I'm struggling to understand this reasoning. I've simplified it, but you can find it in full in the text Computability and Unsolvability (1985) by Martin Davis, chapter 3, page 48.
Let $P(z)$ be a predicate on natural numbers:
Suppose that for all $z∈ℕ$ between $z=0$ and $z=y-1$, $P(z)$ holds. That is equivalent to say that y is the least $z∈ℕ$ for which $P(z)$ may not hold. That is to say that y is the least $z∈ℕ$ such that $¬P(z)$ or, if $P(z)$, than $z=y$.
More formally: $∀z∈ℕ(0≤z≤y-1 ⟹ P(z))$ iff $y=min\{z∈ℕ|¬P(z)∨z=y\}$
Now, it's not at all clear to me the last passage, especially with regard to the addition of $z=y$. Can adding $z=y$ at the end really safeguard the idea that $P(y)$ may hold? Can someone explain to me why the two propositions are equivalent? Thanks.

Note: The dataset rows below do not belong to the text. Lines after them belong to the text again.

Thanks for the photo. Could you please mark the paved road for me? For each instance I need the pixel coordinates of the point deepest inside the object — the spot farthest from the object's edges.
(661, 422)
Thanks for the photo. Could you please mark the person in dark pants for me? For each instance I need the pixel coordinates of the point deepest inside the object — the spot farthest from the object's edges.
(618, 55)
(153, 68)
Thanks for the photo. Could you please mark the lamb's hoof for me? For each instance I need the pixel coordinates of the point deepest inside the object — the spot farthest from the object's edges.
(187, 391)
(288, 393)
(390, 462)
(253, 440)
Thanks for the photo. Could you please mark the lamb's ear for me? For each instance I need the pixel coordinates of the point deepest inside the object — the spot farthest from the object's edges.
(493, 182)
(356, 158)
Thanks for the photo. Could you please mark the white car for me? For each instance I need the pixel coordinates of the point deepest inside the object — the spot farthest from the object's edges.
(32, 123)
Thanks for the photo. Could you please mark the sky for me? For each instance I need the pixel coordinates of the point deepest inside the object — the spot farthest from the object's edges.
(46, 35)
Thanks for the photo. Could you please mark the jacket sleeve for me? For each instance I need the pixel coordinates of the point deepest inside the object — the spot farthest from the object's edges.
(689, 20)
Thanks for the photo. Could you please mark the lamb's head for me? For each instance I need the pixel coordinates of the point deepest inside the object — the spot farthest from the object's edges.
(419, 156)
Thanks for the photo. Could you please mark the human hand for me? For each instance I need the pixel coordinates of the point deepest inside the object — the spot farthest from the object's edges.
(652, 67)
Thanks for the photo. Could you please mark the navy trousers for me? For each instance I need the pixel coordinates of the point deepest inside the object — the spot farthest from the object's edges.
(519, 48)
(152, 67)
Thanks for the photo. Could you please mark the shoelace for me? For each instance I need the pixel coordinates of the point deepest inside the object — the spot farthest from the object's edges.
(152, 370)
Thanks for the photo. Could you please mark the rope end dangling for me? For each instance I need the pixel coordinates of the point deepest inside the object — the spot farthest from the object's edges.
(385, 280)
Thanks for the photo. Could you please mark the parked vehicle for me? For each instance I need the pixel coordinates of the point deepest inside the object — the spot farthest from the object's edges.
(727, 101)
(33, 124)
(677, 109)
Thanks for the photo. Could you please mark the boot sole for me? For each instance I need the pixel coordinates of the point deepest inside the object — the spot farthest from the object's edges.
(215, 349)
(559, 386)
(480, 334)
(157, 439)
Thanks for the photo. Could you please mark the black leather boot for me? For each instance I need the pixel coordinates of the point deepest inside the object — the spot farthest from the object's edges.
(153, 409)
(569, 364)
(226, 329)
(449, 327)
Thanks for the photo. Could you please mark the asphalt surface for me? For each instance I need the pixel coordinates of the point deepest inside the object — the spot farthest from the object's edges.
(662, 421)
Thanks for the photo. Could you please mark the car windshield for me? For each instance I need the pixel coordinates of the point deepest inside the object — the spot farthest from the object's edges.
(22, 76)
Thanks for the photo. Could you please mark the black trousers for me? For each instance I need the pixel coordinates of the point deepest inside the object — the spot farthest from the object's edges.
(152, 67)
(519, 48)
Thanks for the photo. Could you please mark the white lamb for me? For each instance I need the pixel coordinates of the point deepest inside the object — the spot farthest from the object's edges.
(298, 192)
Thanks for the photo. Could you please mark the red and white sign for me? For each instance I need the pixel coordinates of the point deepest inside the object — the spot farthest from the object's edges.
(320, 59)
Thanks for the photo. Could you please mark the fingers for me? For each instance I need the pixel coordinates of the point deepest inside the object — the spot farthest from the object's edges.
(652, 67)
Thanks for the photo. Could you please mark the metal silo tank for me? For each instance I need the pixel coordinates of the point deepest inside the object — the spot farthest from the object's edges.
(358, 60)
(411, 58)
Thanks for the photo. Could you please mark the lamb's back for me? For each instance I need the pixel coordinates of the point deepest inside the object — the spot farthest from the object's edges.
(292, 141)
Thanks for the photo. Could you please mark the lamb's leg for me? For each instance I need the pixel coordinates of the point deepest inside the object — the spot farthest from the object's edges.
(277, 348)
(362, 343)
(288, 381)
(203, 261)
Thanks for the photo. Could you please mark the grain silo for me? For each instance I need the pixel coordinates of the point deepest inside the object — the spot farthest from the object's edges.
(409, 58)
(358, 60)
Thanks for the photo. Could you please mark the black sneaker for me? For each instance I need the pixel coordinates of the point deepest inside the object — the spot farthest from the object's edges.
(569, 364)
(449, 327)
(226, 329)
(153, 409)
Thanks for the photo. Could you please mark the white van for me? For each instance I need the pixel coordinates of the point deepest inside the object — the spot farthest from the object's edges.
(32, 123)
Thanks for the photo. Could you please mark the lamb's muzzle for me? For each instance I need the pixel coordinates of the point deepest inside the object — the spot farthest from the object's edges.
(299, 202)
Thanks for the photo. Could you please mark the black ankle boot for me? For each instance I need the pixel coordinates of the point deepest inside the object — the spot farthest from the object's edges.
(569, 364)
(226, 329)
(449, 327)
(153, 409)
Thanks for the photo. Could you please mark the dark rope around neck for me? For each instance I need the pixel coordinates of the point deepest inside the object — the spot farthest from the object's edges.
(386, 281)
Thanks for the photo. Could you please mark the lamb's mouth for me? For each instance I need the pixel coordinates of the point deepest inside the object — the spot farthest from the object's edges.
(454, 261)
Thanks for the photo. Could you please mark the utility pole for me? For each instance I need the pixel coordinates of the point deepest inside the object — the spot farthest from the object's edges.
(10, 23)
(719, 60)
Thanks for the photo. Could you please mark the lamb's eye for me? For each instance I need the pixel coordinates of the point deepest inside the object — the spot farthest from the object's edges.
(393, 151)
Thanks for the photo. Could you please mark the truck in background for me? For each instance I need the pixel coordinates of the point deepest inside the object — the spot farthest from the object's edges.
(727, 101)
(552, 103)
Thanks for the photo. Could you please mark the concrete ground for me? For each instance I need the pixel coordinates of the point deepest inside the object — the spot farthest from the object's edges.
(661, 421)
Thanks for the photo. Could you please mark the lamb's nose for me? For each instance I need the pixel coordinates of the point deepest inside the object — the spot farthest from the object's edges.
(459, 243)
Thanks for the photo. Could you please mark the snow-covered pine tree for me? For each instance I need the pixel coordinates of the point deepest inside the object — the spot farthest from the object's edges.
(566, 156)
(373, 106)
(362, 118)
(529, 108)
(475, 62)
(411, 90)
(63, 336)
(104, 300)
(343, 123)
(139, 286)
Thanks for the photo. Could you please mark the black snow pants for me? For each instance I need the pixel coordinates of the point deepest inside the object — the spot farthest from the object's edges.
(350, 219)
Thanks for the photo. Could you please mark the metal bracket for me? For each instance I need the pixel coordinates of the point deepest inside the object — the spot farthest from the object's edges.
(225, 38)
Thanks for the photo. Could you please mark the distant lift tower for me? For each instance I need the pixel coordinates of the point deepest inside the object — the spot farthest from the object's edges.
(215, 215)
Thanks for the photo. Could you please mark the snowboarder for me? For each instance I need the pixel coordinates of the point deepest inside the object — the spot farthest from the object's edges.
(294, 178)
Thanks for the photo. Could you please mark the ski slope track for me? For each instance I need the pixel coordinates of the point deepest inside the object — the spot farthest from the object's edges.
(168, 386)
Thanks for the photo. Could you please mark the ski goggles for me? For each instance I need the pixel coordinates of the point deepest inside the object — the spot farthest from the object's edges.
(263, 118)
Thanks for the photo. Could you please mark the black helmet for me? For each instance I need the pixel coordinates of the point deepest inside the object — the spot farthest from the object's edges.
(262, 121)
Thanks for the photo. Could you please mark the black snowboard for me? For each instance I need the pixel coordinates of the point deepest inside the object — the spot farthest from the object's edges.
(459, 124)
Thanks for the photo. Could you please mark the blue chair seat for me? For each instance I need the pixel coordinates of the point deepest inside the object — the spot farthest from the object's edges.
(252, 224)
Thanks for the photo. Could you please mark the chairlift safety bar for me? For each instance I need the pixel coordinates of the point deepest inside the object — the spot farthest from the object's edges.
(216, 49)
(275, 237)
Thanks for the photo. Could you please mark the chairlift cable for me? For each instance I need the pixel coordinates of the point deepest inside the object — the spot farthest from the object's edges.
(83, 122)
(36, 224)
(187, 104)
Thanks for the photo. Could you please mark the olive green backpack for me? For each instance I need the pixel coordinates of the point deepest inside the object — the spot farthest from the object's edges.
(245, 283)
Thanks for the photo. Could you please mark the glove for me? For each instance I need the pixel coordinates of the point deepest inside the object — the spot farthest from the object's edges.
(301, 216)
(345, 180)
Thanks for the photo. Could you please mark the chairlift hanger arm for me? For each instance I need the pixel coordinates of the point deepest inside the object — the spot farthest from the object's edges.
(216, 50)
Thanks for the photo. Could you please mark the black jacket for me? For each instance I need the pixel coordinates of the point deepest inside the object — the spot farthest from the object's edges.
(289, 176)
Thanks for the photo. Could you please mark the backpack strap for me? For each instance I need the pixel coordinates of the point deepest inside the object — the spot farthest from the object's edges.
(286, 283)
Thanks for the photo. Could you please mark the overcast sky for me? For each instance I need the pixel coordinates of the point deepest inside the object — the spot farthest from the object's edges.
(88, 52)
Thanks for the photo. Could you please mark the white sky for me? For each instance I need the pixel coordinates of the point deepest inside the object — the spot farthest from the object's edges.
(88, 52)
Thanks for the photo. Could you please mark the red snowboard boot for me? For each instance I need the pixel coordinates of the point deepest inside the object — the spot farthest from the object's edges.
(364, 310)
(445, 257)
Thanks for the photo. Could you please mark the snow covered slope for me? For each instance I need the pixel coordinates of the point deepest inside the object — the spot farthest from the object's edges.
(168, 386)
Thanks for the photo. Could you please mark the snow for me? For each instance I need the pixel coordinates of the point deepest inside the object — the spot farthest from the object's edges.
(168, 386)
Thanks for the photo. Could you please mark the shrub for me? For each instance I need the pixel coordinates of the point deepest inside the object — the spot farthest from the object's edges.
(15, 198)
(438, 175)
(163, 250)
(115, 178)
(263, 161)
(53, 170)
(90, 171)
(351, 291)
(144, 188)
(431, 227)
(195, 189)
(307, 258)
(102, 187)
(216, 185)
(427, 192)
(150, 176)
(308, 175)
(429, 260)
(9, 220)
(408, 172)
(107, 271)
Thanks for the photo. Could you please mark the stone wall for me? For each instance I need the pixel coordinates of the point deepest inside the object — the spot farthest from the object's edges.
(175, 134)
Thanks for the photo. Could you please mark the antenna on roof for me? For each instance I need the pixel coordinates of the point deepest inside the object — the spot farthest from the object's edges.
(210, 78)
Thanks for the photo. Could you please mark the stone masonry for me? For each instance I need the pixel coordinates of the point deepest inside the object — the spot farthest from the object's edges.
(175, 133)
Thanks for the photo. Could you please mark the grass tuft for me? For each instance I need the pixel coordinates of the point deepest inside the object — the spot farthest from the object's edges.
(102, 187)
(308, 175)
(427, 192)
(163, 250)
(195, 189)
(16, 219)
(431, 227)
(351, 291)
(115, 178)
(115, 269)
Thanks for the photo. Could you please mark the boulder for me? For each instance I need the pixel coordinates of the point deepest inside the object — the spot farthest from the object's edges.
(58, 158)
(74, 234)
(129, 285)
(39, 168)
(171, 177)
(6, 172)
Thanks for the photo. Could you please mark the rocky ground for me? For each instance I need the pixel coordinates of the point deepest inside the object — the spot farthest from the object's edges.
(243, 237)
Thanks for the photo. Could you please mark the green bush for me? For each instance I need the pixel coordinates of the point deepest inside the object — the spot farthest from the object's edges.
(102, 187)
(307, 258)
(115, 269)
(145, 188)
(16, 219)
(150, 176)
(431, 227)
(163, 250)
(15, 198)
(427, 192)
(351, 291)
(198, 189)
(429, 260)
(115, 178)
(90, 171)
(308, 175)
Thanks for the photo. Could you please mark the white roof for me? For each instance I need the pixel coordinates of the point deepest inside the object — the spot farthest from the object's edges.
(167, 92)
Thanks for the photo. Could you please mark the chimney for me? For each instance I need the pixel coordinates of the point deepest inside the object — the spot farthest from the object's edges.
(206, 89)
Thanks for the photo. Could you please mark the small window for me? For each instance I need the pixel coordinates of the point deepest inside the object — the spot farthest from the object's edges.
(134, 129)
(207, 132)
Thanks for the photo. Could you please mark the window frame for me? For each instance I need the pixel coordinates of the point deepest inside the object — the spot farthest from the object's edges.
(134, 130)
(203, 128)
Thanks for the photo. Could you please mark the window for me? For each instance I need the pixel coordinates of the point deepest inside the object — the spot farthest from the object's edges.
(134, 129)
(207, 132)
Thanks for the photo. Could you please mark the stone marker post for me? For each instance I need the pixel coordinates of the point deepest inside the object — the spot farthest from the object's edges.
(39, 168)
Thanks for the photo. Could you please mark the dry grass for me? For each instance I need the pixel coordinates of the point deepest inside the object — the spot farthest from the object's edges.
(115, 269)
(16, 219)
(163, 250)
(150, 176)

Try thinking about the elements of the set $S_y := \{z \in \mathbb{N} : \lnot P(z) \lor z = y\}$. It contains every $z$ for which $P(z)$ does not hold, and it also contains $y$ regardless of whether $P(y)$ holds or not. In fact, we can write $S_y = P^c \cup \{y\}$, where $P^c = \{z \in \mathbb{N} : \lnot P(z)\}$.
Does $S_y$ have a minimum element? Yes, because $y \in S_y$ it's a non-empty subset of the natural numbers, and hence it has a least element. And what does $\min(S_y) = y$ imply? Since $P^c \subseteq S_y$, $\min(P^c) \geq S_y = y$, meaning that the least element of $P^c$ is greater than or equal to $y$. But that means that $\lnot P(z)$ cannot be true for any value of $z$ less than $y$.